Introduction:
In this problem, we are required to find two consecutive odd positive integers whose sum of the squares is equal to 290. Let's solve this problem step by step.

Step 1: Understanding the problem
To solve the problem, we need to understand the important information given in the problem statement. We are given:
- We need to find two consecutive odd positive integers.
- The sum of the squares of these integers is equal to 290.

Step 2: Formulating equations
Let's assume that the first odd integer is x.

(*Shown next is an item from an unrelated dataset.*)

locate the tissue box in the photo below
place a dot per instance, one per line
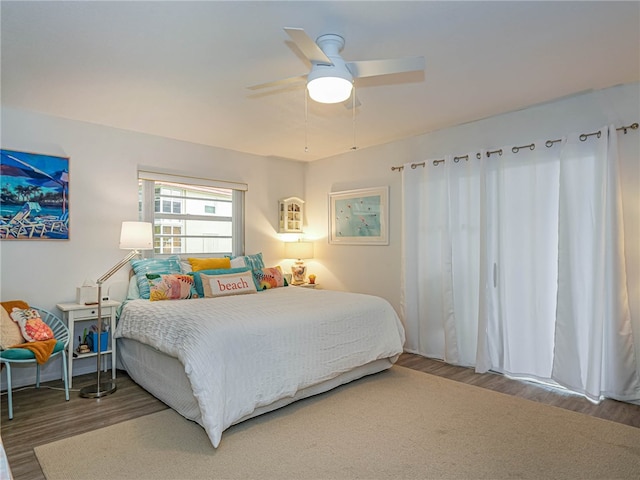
(92, 341)
(86, 295)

As the integers are consecutive odd integers, the next odd integer will be x + 2. Now, we can write the equation based on the given information as:

x^2 + (x + 2)^2 = 290

Expanding the equation, we get:

x^2 + x^2 + 4x + 4 = 290

Simplifying the equation, we get:

2x^2 + 4x - 286 = 0

Dividing both sides by 2, we get:

x^2 + 2x - 143 = 0

Step 3: Solving the equation
We can solve the quadratic equation using the quadratic formula:

x = [-b ± √(b^2 - 4ac)] / 2a

Substituting the values in the formula, we get:

x = [-2 ± √(2^2 - 4(1)(-143))] / 2(1)

x = [-2 ± √(4 + 572)] / 2

x = [-2 ± √576] / 2

x = [-2 ± 24] / 2

x = -13 or 11

As we need to find positive integers, we will take x = 11.

Step 4: Finding the consecutive odd integer
The first odd integer is x = 11. The next odd integer will be x + 2 = 13.

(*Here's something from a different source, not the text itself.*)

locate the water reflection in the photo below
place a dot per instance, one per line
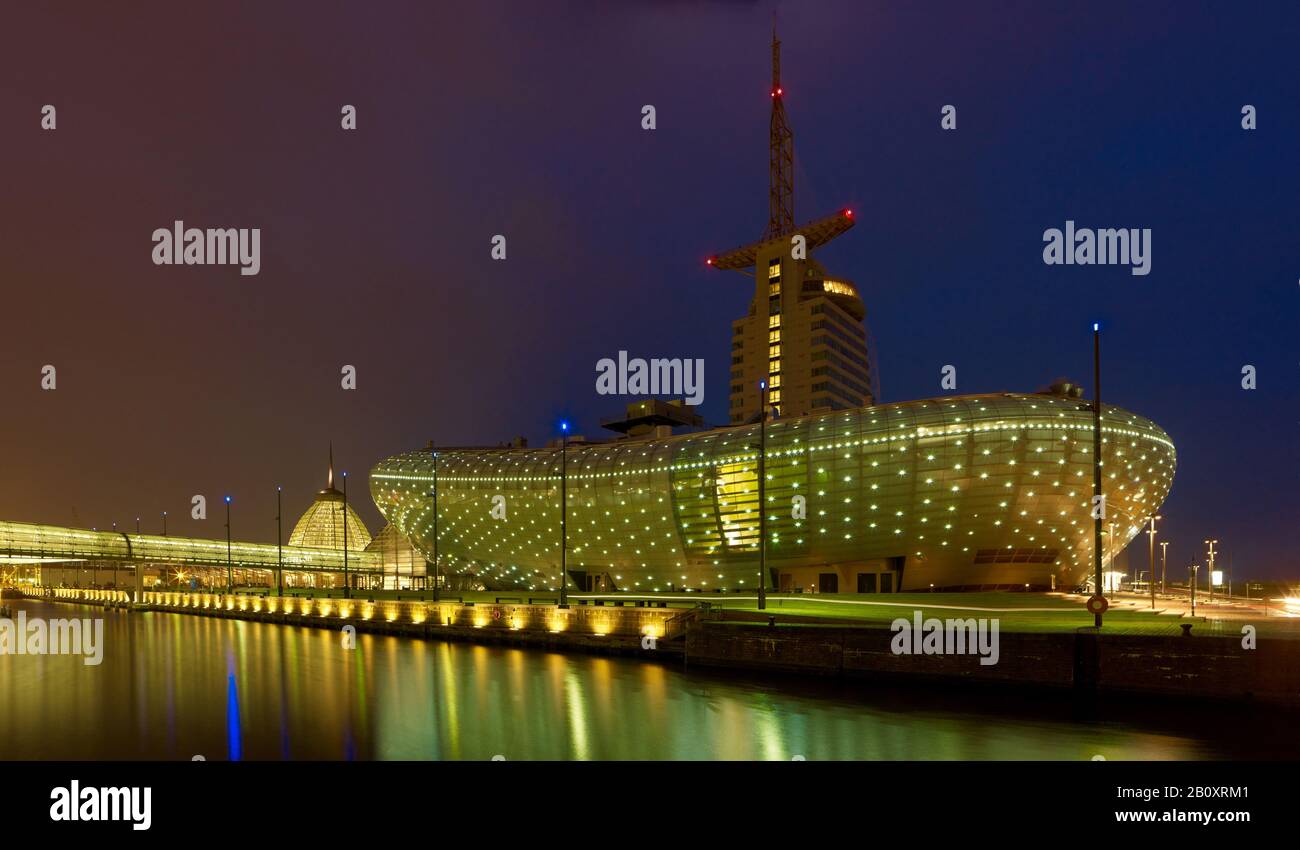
(173, 686)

Step 5: Checking the answer
We can check whether our answer is correct or not by substituting the values in the equation:

11^2 + 13^2 = 121 + 169 = 290

The sum of the squares of these integers is equal to 290, which is the same as given in the problem statement.

Conclusion:
Therefore, we have found that the two consecutive odd positive integers whose sum of squares is equal to 290 are 11 and 13.